Let’s use a car as an example:
You see a $30,000 dollar car advertised for sale with a 3% interest rate. APR not only takes the interest rate into consideration, but also the additional fees associated with purchasing the car, like GAP insurance and extended service contracts. To keep our math simple, let’s say GAP insurance and an extended service contract add up to $3,000.
This makes the total loan for your car $33,000. The interest rate is still three percent, but remember the APR includes those additional features, and it is 3.30%.
Breaking it down into dollars, this means that with an APR of 3.30% on a $30,000 car you would pay $543.07 per month on your loan. That’s right! When you know the APR of your loan you can put all the information into a calculator like the ones found under the Loans tab on ECU’s homepage, and figure out your monthly payment so you can shop for the loan terms that best fit your budget.
It’s smart to compare interest rates when shopping for a loan, but if you are looking for a true “apples to apples” comparison of the cost of a loan then you would get a more accurate financial picture by comparing APRs.
Let’s look at financing that same $30,000 car from a dealership versus with a financial institution like ECU.
The dealership may offer an interest rate of 2.5% while the financial institution’s interest rate is 2.65%
Thanks to the car salesperson’s strong encouragement, you purchase GAP insurance for $650, an extended warranty for $3,500, and wheel protection for $700.
“You know what,” the salesperson says, “I shouldn’t tell you this; they want us to really push this premium wax feature, but I’m going to be honest with you – that wax coating only lasts three months. If you break it down over the five years of your loan, you’re paying about $600 per year just for car wax. That’s $3,000, my friend.”
“If I were you,” the salesperson continues, “I would go with the ceramic paint coating. It’s only $1900 total. It’s much cheaper, and it is permanent if you maintain it.”
So, at the dealership you have a $30,000 car plus $650 for GAP insurance, plus the extended warranty for $3500, plus wheel protection for $700, and an additional $1900 for the protective ceramic paint coating. The amount you need to borrow is now $36,750 – the interest rate is still 2.5% though…but the APR is very different. The APR is now 3.06% which is the actual amount it costs you to borrow this money.
Financial institutions often only offer the products and services that their members use. It is unlikely that a lender at a credit union will suggest you pay for protective ceramic paint, but they will almost certainly offer GAP insurance, and an extended warranty. Let’s look at the math.
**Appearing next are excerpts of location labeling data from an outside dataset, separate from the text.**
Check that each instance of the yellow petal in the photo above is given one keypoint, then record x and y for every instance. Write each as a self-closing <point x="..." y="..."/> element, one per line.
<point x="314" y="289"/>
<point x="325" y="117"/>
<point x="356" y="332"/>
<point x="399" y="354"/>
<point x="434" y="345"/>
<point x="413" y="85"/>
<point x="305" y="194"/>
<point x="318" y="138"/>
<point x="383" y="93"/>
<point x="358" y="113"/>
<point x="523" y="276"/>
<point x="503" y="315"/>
Studies show that financial institutions offer lower prices than dealerships for the same (or better) protection coverage like GAP insurance and extended service contracts. (By the way, ECU’s GAP insurance is the least expensive in the state of Texas.)
When you have the same $30,000 car, plus $430 for GAP insurance, and the extended service contract for $3000 the total loan amount becomes $33,430. This makes the APR 2.95% – this costs you less over the life of the loan, and you aren’t pressured to pay for anything that wouldn’t be entirely beneficial to you.
APR calculations are only accurate when you carry the loan full term. If you prepay on the loan, the calculation changes, but prepaying a loan means you pay less overall if there are no prepayment penalties. (Another important question to ask your lender is, “Are there any penalties if I pay off my loan early?”)
Knowing that APR is closer to the true cost of the money you borrow is your secret weapon while shopping for the products or services you need.
Now, you don’t need to calculate your own APR if you don’t want to. By law, lenders are required to tell you the APR on the money you borrow, but having the tools to do your own calculations can help if you feel like an offer is too good to be true – remember, caveat emptor.
Be wise to “introductory” rates as well, especially 0% APR promotions. Offers like that are designed to get you in the door, but after that introductory period, your APR can be higher than average allowing the lender to compensate for the period that you weren’t paying interest.
Interest rates are a cornerstone of borrowing and lending, but they aren’t the only thing to consider. Going forward, remember that recognizing the APR is the ace up your sleeve when comparing loan costs.
“Buyer beware” goes hand in hand with another old saying: “Forewarned is forearmed.” The more you learn, the better prepared you are to handle challenges thrown your way.